- Location: Orakzai Agency, Pakistan
- Date: 10 October 2008 (UTC+5)
- Attack type: Suicide car bomb
- Deaths: 110
- Injured: 200+

= 2008 Orakzai bombing =

Terrorist incident in Pakistan

The 10 October 2008 Orakzai bombing occurred when a suicide bomber drove and detonated a pick-up truck packed with 300 kg of explosives into a meeting of 600 people, killing 40 instantly and injuring 81, although the toll later rose to 110 as many died in hospitals. The attack occurred in a remote region where the injured could not get medical attention for several hours.

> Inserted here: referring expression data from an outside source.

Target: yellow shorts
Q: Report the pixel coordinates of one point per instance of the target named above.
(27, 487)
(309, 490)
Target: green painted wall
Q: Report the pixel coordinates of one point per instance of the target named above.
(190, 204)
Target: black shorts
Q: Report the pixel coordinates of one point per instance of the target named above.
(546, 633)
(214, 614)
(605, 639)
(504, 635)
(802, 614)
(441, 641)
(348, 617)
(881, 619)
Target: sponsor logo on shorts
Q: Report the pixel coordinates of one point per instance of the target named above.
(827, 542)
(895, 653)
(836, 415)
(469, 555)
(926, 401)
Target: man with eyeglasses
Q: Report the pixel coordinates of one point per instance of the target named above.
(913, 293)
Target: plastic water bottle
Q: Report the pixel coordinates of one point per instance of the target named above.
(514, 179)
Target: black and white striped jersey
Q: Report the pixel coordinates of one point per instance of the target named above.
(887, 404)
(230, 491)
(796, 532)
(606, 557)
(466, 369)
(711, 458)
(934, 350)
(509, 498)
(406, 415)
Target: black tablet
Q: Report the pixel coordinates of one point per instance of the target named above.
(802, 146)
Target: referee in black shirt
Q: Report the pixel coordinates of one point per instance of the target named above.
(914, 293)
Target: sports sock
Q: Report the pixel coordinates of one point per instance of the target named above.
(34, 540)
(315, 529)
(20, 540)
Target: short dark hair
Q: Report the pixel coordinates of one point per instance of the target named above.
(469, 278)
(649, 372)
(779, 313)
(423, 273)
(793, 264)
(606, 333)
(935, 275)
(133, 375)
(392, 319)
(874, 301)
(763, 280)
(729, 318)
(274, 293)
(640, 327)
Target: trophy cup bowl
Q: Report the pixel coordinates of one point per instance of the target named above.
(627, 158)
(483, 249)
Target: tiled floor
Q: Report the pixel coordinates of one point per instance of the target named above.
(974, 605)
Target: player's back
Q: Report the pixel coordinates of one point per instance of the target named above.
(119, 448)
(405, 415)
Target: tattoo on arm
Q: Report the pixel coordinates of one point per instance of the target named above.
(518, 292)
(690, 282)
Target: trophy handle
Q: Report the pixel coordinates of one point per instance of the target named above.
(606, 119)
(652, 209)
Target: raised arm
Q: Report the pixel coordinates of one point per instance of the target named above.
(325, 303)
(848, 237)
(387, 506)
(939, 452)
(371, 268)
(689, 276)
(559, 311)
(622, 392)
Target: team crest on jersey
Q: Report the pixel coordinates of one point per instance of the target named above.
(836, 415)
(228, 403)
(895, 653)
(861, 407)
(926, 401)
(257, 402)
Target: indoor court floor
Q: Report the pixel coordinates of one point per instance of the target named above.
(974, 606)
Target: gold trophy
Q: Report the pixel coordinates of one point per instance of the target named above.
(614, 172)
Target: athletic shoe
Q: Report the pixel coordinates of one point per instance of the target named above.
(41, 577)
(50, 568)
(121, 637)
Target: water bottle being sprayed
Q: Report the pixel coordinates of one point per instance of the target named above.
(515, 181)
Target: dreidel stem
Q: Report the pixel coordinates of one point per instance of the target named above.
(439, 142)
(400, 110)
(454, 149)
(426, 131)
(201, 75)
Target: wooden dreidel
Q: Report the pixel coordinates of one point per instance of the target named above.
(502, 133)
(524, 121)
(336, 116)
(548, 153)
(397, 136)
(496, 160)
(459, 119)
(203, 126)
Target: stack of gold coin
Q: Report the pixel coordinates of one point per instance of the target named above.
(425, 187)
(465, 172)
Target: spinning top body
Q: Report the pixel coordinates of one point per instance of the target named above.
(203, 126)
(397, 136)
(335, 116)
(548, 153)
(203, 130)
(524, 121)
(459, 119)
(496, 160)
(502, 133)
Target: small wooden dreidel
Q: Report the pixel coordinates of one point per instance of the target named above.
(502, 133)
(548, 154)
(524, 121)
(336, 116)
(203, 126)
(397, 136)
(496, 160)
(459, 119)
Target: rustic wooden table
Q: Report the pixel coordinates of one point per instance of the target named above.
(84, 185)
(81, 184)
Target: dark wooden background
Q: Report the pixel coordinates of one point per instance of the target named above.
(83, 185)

The attack was preceded by a row between Taliban militants and local Shia tribesmen. Angry tribesmen clashed with the Taliban the day before and destroyed the homes of militants in the area. At the time of the attack, the Ali Khel tribesmen had gathered to discuss ways to evict the Taliban from the region.

==Background==
On 28 September, the Taliban had asked the Ali Khel tribe, the biggest and the most influential tribe in the area, and its sub-clans to leave the region because they belonged to the minority Shia community. The tribesmen initially left, although a political agent summoned a grand jirga of all 18 tribes of the Orakzai Agency on 30 September to clear the area of the Taliban by a lashkar, or local militia. The Ali Khel tribe then returned to the area where they held a jirga on 7 October to take collective action against the Taliban along with representatives of the Ahle Sunnat Wal Jamaat, which is another name for Sipah-e-Sahaba Pakistan. On 10 October, the tribesmen gathered at Khadizai village to destroy the local Taliban headquarters and homes of people sheltering the militants.